Kita, untuk menemukan titik cerah, barangkali perlu meminjam istilah Jeans-Francois Lyotard(1979) yang begitu masyhur, “posmodernisme”. Posmodernisme ingin mengantarkan kita kembali pada pola berpikir pramodern dan kebijaksanaan kuno (philoshopia perennis) yang menjunjung tinggi nilai holistik dan kearifan.
Embrio pemikiran ini, di ruang pendidikan, disambut hangat oleh Patrick Slattery dalam bukunya, Curriculum Development in the Postmodern Era(2006). Ia menawarkan gagasan kurikulum postmodern, yang beberapa di antaranya bermuara pada tema-tema kearifan lingkungan (ecological wisdom).
Pertama, post-anthroposentris. Prinsip ini menggali sense kurikulum untuk menjangkau nilai etika lingkungan yang menekankan keharmonisan dengan alam. Kedua, post-scientific, yang memberlakukan aspek moral, religiositas, etika dan estetika yang memuat nilai-nilai perennial dalam membangun world-view. Ketiga, post-diciplinary of reseach, pandangan yang sensitif terhadap lingkungan dan tidak melulu mekanistik-kosmologik dalam memahami alam.
Pendekatan kurikulum “posmodern” ini selain menjadi pengayaan, juga merupakan “balance” terhadap pendekatan scientific yang sejauh ini terbukti, tidak memberikan sumbangsih dalam pengarusutamaan kearifan lingkungan kecuali sedikit. Justifikasi ini setidaknya menemukan “pembenaran” dalam sengkarut sajian ilmu biologi, misalnya, yang hanya sedikit memberikan kesadaran etis tentang interdependensi ekologis.
Pendidikan kita selama ini belum sepenuhnya mampu menghadirkan nilai-nilai yang berkarakter. Perlu pendekatan berbasis nilai yang dikemas dalam seperangkat materi yang mengakomodir nilai lokalitas. “Local value” ini yang selanjutnya akan membawa peserta didik menyelami ruang lokalnya. Mereka disuguhkan peta lokal dalam ragam pendekatan: keruangan, sejarah, budaya, seni dan tradisi lokal. Peta lokal ini yang akan mengantarkan mereka mengenali identitas lokalnya dalam tema-tema kearifan ekologis.

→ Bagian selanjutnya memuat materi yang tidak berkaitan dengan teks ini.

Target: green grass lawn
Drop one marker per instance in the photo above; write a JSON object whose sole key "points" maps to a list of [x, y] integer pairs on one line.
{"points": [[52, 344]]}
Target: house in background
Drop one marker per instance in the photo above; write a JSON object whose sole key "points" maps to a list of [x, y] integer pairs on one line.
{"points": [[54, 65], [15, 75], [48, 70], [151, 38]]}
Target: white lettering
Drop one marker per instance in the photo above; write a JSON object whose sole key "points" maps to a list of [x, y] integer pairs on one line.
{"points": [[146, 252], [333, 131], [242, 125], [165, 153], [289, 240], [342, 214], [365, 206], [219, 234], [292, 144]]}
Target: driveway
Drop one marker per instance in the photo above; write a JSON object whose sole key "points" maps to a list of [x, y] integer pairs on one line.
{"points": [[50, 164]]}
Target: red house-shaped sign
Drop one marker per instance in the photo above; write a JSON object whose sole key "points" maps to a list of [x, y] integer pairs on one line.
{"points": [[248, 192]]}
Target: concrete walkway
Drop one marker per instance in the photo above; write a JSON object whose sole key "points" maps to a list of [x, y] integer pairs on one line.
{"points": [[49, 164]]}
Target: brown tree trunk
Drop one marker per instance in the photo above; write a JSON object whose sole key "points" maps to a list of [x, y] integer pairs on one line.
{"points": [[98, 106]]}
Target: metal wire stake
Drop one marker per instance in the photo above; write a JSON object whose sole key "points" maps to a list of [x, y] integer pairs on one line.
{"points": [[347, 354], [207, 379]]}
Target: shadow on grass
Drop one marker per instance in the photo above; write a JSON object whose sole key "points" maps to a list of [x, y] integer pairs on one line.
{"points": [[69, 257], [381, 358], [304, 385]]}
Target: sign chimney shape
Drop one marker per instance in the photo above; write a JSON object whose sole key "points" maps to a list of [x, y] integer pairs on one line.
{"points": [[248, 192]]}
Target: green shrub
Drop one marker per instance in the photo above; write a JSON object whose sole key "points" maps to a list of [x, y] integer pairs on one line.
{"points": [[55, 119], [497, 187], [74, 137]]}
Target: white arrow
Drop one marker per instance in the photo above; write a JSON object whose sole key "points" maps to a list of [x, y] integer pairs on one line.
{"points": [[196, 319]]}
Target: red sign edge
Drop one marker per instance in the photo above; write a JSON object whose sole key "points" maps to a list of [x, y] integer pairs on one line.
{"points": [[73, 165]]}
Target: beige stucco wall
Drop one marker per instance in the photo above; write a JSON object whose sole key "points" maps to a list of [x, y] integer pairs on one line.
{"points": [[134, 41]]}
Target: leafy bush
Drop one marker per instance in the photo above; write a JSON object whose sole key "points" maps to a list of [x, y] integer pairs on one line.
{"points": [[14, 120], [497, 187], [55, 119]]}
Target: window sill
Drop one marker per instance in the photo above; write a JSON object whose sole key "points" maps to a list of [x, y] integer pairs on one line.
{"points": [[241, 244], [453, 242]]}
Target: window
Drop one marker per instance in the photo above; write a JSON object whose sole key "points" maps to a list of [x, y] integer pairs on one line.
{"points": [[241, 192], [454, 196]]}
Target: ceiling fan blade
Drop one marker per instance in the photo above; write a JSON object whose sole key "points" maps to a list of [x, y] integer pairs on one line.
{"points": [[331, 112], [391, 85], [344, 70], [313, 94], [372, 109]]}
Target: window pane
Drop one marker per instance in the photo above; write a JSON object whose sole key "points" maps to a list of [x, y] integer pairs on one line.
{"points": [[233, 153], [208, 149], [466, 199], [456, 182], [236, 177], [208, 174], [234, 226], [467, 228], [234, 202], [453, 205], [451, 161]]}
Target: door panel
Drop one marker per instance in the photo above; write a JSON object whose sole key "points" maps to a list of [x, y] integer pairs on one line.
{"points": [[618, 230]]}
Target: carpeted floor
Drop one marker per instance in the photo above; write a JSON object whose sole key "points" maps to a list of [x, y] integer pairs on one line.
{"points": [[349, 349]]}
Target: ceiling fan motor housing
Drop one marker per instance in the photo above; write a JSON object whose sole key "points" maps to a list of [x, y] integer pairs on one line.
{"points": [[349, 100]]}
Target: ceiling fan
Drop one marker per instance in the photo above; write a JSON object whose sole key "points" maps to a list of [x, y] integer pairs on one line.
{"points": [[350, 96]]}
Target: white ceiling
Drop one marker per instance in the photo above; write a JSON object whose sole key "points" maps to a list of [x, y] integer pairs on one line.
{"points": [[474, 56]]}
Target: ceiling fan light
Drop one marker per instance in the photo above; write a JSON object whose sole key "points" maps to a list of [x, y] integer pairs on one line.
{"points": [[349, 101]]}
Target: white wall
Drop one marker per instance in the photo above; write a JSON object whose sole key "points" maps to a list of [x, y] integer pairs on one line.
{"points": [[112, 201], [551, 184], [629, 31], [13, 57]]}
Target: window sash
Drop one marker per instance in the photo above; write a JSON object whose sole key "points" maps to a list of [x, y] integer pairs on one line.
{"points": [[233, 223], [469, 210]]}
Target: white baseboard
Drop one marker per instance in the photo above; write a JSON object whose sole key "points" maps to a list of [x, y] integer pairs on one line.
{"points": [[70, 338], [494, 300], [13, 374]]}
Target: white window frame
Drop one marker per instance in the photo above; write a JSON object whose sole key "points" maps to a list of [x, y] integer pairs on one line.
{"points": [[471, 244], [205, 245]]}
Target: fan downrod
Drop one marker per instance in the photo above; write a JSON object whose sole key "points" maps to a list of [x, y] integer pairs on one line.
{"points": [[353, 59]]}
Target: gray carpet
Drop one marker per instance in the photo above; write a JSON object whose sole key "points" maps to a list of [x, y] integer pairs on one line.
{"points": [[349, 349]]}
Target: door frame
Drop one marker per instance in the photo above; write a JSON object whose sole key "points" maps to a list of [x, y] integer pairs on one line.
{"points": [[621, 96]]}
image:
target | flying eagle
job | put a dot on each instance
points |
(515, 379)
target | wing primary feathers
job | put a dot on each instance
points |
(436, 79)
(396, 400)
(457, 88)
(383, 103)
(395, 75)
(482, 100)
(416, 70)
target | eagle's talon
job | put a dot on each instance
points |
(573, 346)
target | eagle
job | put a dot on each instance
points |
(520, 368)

Pendekatan lokal diasumsikan untuk mengantarkan peserta didik mampu mengidentifikasi karakter lokalnya. Identifikasi ini dimuarakan pada orientasi akademik, penyesuaian materi ajar dengan karakter dan kebutuhan lokal. Sekolah daerah pesisir, misalnya, diperkenalkan dengan potensi dan ancaman ruang lokalnya. Mereka diperkenalkan dengan fungsi konservasi hutan pantai, mempelajari tanda bencana, mekanisme mitigasi dan sebagainya. Siswa hadir dalam kepentingan belajar dan resolusi problem sekaligus.
Riset
Suksesi pendidikan kearifan lingkungan yang mengakomodasi unsur lokalitas menjadi momok penting dalam membangun peradaban ekologis. Nilai kearifan lokal perlu digali maksimal untuk segera menemukan format pendidikan yang ideal. Dalam situasi inilah, peran civitas akademik menemukan momentumnya. Dosen, guru, dan pelaku pendidikan berkepentingan untuk dengan bersungguh-sungguh, melakukan serangkaian riset. Mereka perlu menggali potensi lokal dalam ragam kode demografi wilayah, karakter lingkungan, akar sejarah dan simbol-simbol tradisi lokal, untuk diterjemahkan ke dalam wawasan-kearifan lingkungan.
Hasil riset ini menjadi cikal muatan lokal yang mendukung suksesi pendidikan kearifan lingkungan. Ia sekaligus merupakan langkah progresif dalam rangka membangun watak pendidkan nasional yang berkarakter dalam semangat lokalitas.